夏の狂愛、終末の再来
「……と、いうコトで100年ちょっとのボクの期待はムダになりましたとさ、オシマイ!」
はぁやれやれ。大仰に肩を竦めてヴィトは報告を終えた。
連続行方不明事件は解決。最強のルッカは死亡。ついでに言うなら最強のルッカが死んだことで"灰色の魔女"を殺しうる人間がいなくなり、魔女殺害の夢も遠のいてしまった。世界にとって大きな損失だ。
「コレ持ってたから期待してたんだケドネェ……」
すべてを灰燼に帰した火の神カークスがこれだけは回収して寄越してくれた。嫌がらせなのか配慮なのか。後者だろうが今の気分だと前者に思える。
ぴん、と指で弾いたのは銀色のプレートだ。ナツメが所有していた武具"歩み始める者"である。原初の時代から存在するこの武具はヴィトにとって少なからず縁がある。とても思い入れ深いものなのだ。
"歩み始める者"に適合する魔力を持つ人間が数百年ぶりに生まれた。しかもそれは実力をつけて自分の喉元に手が届くくらい育って最強のルッカとなった。
今度こそと期待していた部分は大いにある。これに殺されるならいっそ3000年も報われると。だが結果はこう。失望と絶望でいっぱいだ。
「縁あるものによる死をお望みなら」
しましょうか。穏やかな声音で剣呑なことを言い放つ。冷ややかに魔女を見、アスティルートは魔力を練る。
そこからは一瞬。アスティルートの首に提げている首飾りの一番大きな銀の飾り玉が光った。足元の影から何かが飛び出す。それはすれ違うようにヴィトの首を断ち、胴と切り離した。召喚主の命令を遂行した何かは元通りアスティルートの足元の影に吸い込まれるように消えた。後には静寂のみ。たったひと呼吸の間のことであった。
それから5呼吸ぶん。静寂は破られる。
「いきなりはヒドくない?」
驚いた。唐突な殺害にびっくりしたヨといつもの片言でぼやいてヴィトが首の関節を鳴らす。
完全に断ち切られたとは思えない一言だ。この程度では死なない。
「縁あるものに殺されたいようでしたので」
しれっと答える。当然、この程度で死ぬとは思っていないので復活には驚かない。ちょっとした挨拶が不発したくらいにしか捉えていない。
先程のはアスティルートの武具だ。先祖代々伝わるそれは夜と闇を由来とする精霊を召喚する。闇馬アムドゥシアスに騎乗した夜の女神である。元は別々の召喚武具だったそれはいつしかひとつに融合したのだそう。
アスティルートは詳しくは知らないが、どうやらこれもまたヴィトにとって縁と愛着のある武具らしい。それを召喚し、ヴィトの首を断ち切った。
「キミは本当に容赦がナイなぁ」
吹き渡る春の風のように穏やかで優しい人格者であるが、同時に冷酷な面も併せ持つ。優しさは人に向けるもので魔女に向ける情はない。まぁ、情が欲しいと思ったことはないが。

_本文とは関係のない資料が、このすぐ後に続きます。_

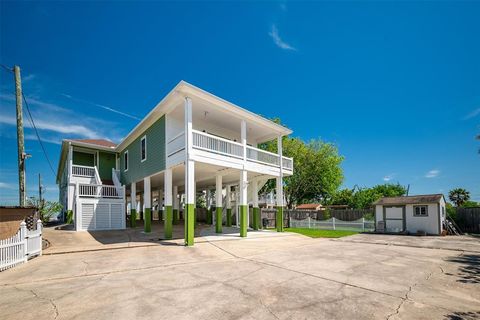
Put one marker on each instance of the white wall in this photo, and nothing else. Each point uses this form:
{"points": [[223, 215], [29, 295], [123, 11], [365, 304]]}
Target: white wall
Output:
{"points": [[429, 224]]}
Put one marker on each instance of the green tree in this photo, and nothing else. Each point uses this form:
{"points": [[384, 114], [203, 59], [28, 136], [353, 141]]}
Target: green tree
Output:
{"points": [[343, 197], [317, 173], [458, 196], [47, 209]]}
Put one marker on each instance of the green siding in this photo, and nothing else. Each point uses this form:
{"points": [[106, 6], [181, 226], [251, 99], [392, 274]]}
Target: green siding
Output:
{"points": [[83, 159], [155, 161], [106, 163]]}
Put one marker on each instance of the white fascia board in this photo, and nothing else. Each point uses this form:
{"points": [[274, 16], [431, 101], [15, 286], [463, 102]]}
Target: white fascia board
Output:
{"points": [[90, 145], [149, 119]]}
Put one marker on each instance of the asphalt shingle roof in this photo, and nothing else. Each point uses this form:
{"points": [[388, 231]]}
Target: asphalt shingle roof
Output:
{"points": [[426, 198]]}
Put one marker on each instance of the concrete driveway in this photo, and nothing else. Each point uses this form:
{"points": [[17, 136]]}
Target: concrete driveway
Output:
{"points": [[280, 276]]}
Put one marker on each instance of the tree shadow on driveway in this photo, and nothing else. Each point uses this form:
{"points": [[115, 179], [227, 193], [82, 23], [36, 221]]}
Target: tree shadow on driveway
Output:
{"points": [[469, 270]]}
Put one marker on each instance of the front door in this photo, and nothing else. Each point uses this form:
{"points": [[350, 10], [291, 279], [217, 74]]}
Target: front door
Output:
{"points": [[394, 218]]}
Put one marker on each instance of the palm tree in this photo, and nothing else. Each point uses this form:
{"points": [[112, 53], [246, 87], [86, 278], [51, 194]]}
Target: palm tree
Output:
{"points": [[459, 196]]}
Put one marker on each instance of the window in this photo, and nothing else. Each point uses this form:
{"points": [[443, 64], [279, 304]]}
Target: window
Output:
{"points": [[143, 148], [420, 211]]}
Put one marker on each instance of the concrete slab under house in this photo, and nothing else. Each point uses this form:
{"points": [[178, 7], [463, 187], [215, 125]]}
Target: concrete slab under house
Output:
{"points": [[191, 143]]}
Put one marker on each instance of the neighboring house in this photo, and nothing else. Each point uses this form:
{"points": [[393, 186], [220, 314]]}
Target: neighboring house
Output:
{"points": [[191, 141], [309, 206], [412, 214]]}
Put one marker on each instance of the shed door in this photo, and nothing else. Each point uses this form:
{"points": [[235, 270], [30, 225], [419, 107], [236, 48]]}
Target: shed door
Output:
{"points": [[394, 218]]}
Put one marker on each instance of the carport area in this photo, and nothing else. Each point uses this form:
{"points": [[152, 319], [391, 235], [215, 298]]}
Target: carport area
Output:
{"points": [[279, 276]]}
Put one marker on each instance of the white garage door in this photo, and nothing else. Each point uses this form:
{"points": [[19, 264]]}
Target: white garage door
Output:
{"points": [[102, 216], [394, 219]]}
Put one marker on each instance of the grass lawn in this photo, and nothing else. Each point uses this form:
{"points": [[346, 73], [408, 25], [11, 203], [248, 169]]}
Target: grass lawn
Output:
{"points": [[317, 233]]}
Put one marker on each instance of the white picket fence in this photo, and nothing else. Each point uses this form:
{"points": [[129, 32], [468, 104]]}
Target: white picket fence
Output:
{"points": [[334, 224], [24, 245]]}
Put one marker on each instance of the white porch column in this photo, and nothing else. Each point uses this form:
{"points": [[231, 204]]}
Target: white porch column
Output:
{"points": [[218, 204], [133, 205], [243, 135], [70, 187], [256, 209], [228, 195], [147, 200], [168, 204], [176, 200], [280, 204], [189, 211]]}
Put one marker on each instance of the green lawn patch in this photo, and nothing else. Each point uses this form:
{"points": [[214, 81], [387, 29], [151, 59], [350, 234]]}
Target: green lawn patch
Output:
{"points": [[317, 233]]}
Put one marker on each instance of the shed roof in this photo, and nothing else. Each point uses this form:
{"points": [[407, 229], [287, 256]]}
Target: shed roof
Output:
{"points": [[309, 206], [425, 198], [97, 142]]}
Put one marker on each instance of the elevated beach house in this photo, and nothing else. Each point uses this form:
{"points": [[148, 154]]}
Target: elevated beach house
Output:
{"points": [[191, 142]]}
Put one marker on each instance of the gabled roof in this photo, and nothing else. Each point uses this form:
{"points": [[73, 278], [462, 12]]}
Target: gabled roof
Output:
{"points": [[309, 206], [97, 142], [185, 89], [420, 199]]}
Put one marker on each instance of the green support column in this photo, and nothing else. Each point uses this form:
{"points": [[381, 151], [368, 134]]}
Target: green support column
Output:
{"points": [[189, 213], [279, 219], [243, 220], [218, 218], [168, 228], [229, 217], [176, 216], [133, 218], [147, 222], [256, 218]]}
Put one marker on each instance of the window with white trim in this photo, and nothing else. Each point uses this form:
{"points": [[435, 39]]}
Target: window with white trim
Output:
{"points": [[143, 148], [420, 211]]}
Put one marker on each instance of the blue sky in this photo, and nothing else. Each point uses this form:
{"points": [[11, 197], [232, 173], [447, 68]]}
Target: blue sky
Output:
{"points": [[395, 85]]}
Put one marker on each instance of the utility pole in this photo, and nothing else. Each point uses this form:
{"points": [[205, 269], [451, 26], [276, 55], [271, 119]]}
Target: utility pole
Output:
{"points": [[20, 139]]}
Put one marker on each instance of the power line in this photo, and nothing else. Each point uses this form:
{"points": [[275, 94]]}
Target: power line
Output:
{"points": [[38, 136], [6, 68]]}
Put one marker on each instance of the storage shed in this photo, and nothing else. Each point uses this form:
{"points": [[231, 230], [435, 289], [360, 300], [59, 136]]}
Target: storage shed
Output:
{"points": [[411, 214]]}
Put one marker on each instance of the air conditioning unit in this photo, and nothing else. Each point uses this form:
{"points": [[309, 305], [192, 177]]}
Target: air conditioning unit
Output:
{"points": [[380, 226]]}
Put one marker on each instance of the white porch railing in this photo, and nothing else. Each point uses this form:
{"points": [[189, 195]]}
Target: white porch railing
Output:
{"points": [[262, 156], [211, 143], [83, 171], [99, 191], [24, 245]]}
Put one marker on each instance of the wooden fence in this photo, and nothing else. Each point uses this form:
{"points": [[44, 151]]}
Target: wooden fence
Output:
{"points": [[468, 219]]}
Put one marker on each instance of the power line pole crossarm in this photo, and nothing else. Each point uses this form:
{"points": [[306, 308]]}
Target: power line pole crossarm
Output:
{"points": [[20, 138]]}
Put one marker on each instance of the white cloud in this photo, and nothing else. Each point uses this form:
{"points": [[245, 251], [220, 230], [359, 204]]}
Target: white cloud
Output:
{"points": [[432, 173], [54, 125], [33, 137], [389, 177], [101, 106], [472, 114], [278, 41]]}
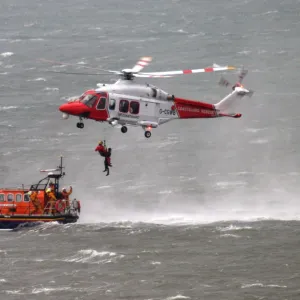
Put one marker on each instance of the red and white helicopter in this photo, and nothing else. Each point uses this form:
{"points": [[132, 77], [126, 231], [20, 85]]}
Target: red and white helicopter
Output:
{"points": [[126, 103]]}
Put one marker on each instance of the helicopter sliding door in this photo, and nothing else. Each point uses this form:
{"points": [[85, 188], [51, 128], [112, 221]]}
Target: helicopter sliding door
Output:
{"points": [[149, 110], [129, 111], [100, 111]]}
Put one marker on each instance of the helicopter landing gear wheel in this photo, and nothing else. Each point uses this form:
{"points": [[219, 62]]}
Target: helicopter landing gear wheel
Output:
{"points": [[80, 125], [147, 134], [124, 129]]}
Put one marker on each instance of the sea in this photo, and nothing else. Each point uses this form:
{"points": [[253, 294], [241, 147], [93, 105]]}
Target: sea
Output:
{"points": [[205, 208]]}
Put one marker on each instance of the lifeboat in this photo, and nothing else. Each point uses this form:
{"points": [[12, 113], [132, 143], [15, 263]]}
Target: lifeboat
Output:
{"points": [[18, 209]]}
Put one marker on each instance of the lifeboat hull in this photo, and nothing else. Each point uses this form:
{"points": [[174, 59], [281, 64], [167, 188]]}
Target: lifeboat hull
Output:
{"points": [[12, 222]]}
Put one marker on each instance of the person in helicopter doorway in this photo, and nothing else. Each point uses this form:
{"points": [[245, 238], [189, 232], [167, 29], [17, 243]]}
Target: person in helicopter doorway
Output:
{"points": [[103, 151], [107, 161]]}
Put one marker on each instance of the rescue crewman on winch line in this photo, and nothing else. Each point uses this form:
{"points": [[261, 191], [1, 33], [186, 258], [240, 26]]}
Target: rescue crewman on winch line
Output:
{"points": [[65, 195], [107, 161], [103, 151], [51, 200], [35, 201]]}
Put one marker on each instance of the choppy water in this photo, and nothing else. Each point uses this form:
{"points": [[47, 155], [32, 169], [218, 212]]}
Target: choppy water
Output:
{"points": [[204, 209]]}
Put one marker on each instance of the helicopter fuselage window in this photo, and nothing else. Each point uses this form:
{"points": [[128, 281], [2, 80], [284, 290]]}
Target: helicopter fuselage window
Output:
{"points": [[154, 92], [124, 105], [112, 104], [101, 103], [89, 100], [134, 107]]}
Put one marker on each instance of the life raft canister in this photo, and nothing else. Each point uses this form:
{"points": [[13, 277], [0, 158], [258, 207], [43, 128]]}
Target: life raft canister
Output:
{"points": [[60, 206]]}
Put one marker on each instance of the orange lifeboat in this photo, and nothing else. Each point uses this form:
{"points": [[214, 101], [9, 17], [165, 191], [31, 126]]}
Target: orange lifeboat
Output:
{"points": [[18, 207]]}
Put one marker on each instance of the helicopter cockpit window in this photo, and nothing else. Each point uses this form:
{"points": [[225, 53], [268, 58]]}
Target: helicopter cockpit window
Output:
{"points": [[134, 107], [10, 197], [112, 104], [89, 100], [26, 198], [124, 105], [19, 198], [101, 103]]}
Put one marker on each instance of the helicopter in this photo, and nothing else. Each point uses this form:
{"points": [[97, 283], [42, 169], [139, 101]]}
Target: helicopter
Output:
{"points": [[126, 103]]}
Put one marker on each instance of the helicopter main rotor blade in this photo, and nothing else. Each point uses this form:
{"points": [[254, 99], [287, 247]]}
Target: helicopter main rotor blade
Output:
{"points": [[193, 71], [83, 66], [141, 64], [152, 76], [78, 73]]}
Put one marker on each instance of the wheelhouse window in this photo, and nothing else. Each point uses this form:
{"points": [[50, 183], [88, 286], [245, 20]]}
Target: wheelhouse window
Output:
{"points": [[101, 103], [89, 100], [124, 105], [26, 198], [10, 197], [112, 104], [18, 198], [134, 107]]}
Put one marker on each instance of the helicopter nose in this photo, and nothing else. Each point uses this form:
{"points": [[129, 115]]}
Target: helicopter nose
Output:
{"points": [[74, 108]]}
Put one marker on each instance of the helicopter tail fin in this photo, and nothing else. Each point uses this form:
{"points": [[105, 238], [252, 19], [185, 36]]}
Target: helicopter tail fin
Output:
{"points": [[225, 105]]}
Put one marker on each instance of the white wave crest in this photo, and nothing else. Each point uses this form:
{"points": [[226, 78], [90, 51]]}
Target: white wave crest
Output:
{"points": [[7, 54], [7, 107], [258, 284], [93, 256]]}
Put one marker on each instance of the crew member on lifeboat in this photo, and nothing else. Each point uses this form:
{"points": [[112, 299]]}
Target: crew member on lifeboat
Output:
{"points": [[101, 148], [51, 200], [35, 201], [65, 195]]}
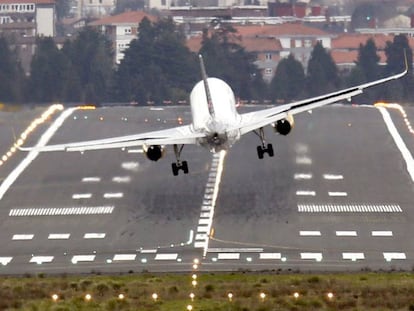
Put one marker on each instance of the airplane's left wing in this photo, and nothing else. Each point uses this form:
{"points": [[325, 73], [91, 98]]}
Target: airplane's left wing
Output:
{"points": [[178, 135], [257, 119]]}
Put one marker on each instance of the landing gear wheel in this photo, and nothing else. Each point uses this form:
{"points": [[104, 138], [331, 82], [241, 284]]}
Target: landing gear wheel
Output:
{"points": [[260, 152], [184, 167], [174, 169], [270, 151]]}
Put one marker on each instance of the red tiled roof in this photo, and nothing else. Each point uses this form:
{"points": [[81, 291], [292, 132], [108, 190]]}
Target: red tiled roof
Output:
{"points": [[352, 41], [280, 30], [28, 1], [129, 17], [194, 44], [252, 44]]}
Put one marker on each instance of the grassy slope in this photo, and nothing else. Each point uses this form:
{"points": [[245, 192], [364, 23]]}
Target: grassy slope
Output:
{"points": [[361, 291]]}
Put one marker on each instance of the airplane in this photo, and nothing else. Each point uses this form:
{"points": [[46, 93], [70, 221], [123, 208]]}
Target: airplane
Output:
{"points": [[216, 124]]}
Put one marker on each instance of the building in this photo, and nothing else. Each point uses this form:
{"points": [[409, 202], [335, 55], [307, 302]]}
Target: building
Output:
{"points": [[271, 43], [21, 21], [121, 29]]}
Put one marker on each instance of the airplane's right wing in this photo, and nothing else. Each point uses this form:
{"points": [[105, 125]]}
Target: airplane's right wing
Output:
{"points": [[257, 119]]}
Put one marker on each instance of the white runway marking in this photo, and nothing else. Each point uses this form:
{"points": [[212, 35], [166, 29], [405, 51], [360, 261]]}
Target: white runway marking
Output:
{"points": [[388, 256], [41, 259], [271, 256], [353, 256], [333, 177], [135, 151], [305, 193], [130, 166], [94, 235], [44, 139], [228, 256], [22, 237], [124, 257], [337, 194], [209, 201], [62, 211], [5, 260], [82, 258], [303, 160], [166, 257], [314, 256], [58, 236], [398, 141], [309, 233], [91, 179], [79, 196], [346, 233], [381, 233], [303, 176], [121, 179], [349, 208], [115, 195]]}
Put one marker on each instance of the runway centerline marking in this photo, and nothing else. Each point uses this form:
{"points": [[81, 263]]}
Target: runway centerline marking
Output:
{"points": [[407, 156], [32, 155]]}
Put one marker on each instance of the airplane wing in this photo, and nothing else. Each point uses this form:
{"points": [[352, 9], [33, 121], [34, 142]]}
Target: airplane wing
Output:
{"points": [[178, 135], [257, 119]]}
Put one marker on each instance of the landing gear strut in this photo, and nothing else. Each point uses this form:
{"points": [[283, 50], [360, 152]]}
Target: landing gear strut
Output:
{"points": [[178, 165], [261, 150]]}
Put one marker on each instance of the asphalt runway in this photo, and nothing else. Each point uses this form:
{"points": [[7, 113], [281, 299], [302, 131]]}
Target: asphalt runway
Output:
{"points": [[337, 196]]}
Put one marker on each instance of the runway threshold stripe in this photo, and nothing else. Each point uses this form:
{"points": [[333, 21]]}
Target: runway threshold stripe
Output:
{"points": [[5, 260], [31, 155], [349, 208], [94, 235], [353, 256], [209, 201], [41, 259], [22, 237], [59, 236], [388, 256], [62, 211]]}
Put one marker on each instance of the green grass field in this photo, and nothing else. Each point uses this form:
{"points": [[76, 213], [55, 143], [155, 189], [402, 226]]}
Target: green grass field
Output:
{"points": [[353, 291]]}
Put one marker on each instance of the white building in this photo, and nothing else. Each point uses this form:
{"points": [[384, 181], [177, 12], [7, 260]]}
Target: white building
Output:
{"points": [[121, 29]]}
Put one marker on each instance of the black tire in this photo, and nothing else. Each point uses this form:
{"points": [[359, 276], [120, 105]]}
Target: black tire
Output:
{"points": [[270, 150], [260, 152], [185, 167], [174, 169]]}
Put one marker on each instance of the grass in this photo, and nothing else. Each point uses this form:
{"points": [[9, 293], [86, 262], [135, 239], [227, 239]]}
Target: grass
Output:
{"points": [[352, 291]]}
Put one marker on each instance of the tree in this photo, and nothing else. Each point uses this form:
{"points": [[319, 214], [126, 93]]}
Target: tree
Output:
{"points": [[366, 69], [11, 74], [225, 58], [289, 80], [91, 56], [157, 65], [322, 73], [396, 53], [48, 72]]}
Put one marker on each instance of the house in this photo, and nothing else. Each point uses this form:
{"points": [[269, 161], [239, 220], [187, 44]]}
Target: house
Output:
{"points": [[21, 21], [121, 29], [270, 43], [345, 48]]}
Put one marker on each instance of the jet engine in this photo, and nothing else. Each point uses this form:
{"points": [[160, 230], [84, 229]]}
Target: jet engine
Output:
{"points": [[154, 152], [284, 126]]}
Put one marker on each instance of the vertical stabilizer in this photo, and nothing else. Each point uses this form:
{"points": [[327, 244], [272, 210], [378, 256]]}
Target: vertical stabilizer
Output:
{"points": [[206, 87]]}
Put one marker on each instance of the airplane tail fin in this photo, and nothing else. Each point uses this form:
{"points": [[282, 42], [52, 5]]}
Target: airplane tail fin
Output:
{"points": [[206, 87]]}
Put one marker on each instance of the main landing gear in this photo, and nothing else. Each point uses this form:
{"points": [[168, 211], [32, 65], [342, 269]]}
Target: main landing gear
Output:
{"points": [[178, 165], [261, 150]]}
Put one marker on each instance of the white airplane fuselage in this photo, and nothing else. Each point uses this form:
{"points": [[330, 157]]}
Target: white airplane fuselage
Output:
{"points": [[219, 121]]}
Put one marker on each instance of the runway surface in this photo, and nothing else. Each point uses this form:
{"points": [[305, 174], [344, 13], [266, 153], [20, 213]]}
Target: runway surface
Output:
{"points": [[337, 196]]}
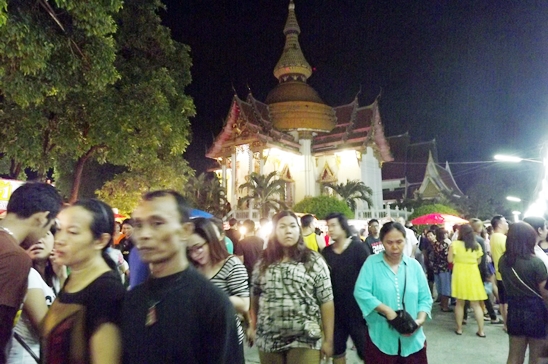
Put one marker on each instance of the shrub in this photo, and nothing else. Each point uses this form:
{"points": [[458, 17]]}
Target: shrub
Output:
{"points": [[431, 209], [321, 206]]}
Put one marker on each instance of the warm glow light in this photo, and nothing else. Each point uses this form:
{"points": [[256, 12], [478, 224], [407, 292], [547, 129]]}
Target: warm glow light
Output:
{"points": [[507, 158], [513, 199]]}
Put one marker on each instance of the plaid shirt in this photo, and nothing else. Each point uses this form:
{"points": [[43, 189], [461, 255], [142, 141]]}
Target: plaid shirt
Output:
{"points": [[290, 293]]}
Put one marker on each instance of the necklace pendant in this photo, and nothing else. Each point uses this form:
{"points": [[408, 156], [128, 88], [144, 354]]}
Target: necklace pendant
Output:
{"points": [[151, 316]]}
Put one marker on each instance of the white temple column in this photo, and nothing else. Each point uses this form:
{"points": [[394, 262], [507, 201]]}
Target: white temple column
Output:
{"points": [[371, 176], [309, 181], [233, 196], [223, 174], [250, 170]]}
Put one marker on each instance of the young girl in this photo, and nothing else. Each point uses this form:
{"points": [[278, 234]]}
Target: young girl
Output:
{"points": [[82, 324], [208, 253], [291, 298], [42, 288]]}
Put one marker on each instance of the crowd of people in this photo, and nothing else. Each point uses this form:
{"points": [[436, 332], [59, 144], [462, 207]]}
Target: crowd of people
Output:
{"points": [[165, 287]]}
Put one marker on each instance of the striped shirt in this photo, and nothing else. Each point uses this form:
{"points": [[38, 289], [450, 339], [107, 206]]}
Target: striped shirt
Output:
{"points": [[232, 279]]}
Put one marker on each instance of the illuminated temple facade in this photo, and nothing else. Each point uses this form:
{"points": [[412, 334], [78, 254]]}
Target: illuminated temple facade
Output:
{"points": [[295, 133]]}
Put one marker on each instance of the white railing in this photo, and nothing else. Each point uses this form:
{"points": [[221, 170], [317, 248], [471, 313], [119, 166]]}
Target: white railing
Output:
{"points": [[384, 213], [252, 214]]}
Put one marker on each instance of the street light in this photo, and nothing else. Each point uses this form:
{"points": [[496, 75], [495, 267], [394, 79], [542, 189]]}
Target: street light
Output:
{"points": [[513, 159], [539, 206], [513, 199]]}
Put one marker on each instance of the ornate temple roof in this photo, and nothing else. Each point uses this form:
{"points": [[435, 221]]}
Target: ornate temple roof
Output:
{"points": [[294, 104], [417, 165], [292, 63], [248, 122], [357, 128]]}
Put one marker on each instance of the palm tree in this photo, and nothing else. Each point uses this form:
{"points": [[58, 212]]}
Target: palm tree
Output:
{"points": [[216, 200], [207, 194], [352, 191], [265, 192]]}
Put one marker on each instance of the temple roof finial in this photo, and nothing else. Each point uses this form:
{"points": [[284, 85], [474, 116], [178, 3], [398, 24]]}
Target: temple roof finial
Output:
{"points": [[292, 64]]}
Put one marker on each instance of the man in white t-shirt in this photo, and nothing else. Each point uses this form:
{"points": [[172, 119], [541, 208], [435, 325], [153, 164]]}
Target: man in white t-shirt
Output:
{"points": [[411, 241]]}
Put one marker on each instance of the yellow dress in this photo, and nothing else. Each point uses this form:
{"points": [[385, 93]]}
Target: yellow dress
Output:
{"points": [[466, 281]]}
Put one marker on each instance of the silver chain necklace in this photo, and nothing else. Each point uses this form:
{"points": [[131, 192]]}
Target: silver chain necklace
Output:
{"points": [[7, 231]]}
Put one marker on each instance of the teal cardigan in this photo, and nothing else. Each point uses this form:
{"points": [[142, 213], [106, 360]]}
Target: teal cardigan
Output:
{"points": [[378, 284]]}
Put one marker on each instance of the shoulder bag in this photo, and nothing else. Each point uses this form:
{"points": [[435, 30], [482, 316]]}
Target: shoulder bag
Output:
{"points": [[403, 323], [522, 282]]}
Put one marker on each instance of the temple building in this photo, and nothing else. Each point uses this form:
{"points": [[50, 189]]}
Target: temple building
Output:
{"points": [[415, 172], [308, 142]]}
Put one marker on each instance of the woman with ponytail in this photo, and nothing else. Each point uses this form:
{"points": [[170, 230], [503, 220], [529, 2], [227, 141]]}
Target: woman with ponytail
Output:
{"points": [[82, 324]]}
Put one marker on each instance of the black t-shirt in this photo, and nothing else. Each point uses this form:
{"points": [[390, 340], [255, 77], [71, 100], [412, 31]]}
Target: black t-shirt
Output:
{"points": [[250, 248], [531, 272], [374, 244], [74, 317], [193, 322], [344, 269]]}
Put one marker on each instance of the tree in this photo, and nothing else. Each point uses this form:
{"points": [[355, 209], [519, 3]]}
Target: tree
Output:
{"points": [[321, 206], [431, 209], [125, 190], [49, 51], [265, 192], [138, 120], [351, 191], [207, 194]]}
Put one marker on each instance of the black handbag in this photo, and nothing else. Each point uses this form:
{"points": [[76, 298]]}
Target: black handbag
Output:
{"points": [[403, 323]]}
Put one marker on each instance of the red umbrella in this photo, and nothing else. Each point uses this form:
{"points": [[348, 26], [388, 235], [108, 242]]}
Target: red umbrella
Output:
{"points": [[437, 219]]}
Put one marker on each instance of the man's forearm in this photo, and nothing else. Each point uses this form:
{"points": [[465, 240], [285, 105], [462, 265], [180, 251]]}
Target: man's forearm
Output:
{"points": [[7, 317]]}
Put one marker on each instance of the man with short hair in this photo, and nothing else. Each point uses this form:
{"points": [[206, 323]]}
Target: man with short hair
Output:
{"points": [[312, 240], [411, 241], [345, 257], [31, 212], [250, 247], [477, 226], [372, 240], [177, 315], [498, 247], [232, 233]]}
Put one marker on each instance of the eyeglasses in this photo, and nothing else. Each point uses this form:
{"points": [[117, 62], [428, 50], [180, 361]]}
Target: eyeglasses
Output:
{"points": [[196, 248]]}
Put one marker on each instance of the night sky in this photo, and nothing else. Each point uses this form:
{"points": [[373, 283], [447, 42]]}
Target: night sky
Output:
{"points": [[471, 74]]}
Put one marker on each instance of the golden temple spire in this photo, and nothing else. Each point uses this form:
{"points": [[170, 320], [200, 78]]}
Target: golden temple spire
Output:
{"points": [[292, 64]]}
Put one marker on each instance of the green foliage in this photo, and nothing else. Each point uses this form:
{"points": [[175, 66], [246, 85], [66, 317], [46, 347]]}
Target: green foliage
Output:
{"points": [[56, 48], [265, 192], [431, 209], [351, 191], [321, 206], [3, 12], [78, 88], [206, 193], [124, 191]]}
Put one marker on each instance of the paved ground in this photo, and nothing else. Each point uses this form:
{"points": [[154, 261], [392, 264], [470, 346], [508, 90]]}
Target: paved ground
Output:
{"points": [[444, 347]]}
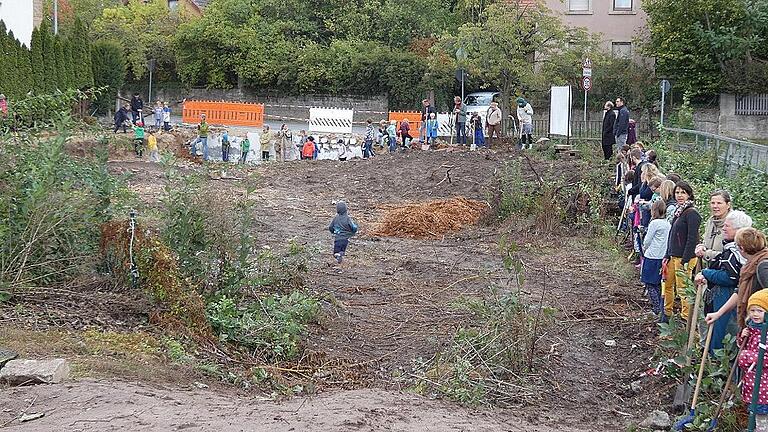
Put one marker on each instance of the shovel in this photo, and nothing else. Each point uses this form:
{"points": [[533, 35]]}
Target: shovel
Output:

「言っておきますが、生徒を巻き込まないでいだたけませんか?」
誰のことかは言わずともわかるはず。ルッカを目指しているならともかく、そうでないなら接触するべきではない。
あまりヴィトに肩入れしていれば、魔女に力を貸す不届き者だと殺意が向くかもしれない。そうなっては遅い。そうなれば校長として生徒に手を出してはならないという校則でもって守るつもりではあるが、それも限界がある。
「ウン。そうだネ。ボクも関わりすぎた」
アスティルートの指摘には大いに自覚がある。
一線引くべきだ。魔女に加担する不届き者を『不幸な事故』で消すなんてことになってはいけない。
友人と認識しているからこそ置かねばならない距離がある。
「そろそろ合宿の時期だっけ?」
学校を離れ、ひと月ほど泊まり込みで校外学習に出る伝統がある。合宿先は教科ごとにあり、進路や興味のある分野に合わせて生徒が選ぶことになっている。神秘学の合宿を選べば1ヶ月ずっと神秘学漬けだ。
ちょうどいい。これを機に友人としての適切な距離感を取り直そう。
友人。友人といえば。ふと思い出したことを口にする。
「……アレ。なんだろうナァ……」
ちらりとしか見ていないが、あれは人間とは違う気配をしていた気がする。
あれはいったい『何』なのだろう。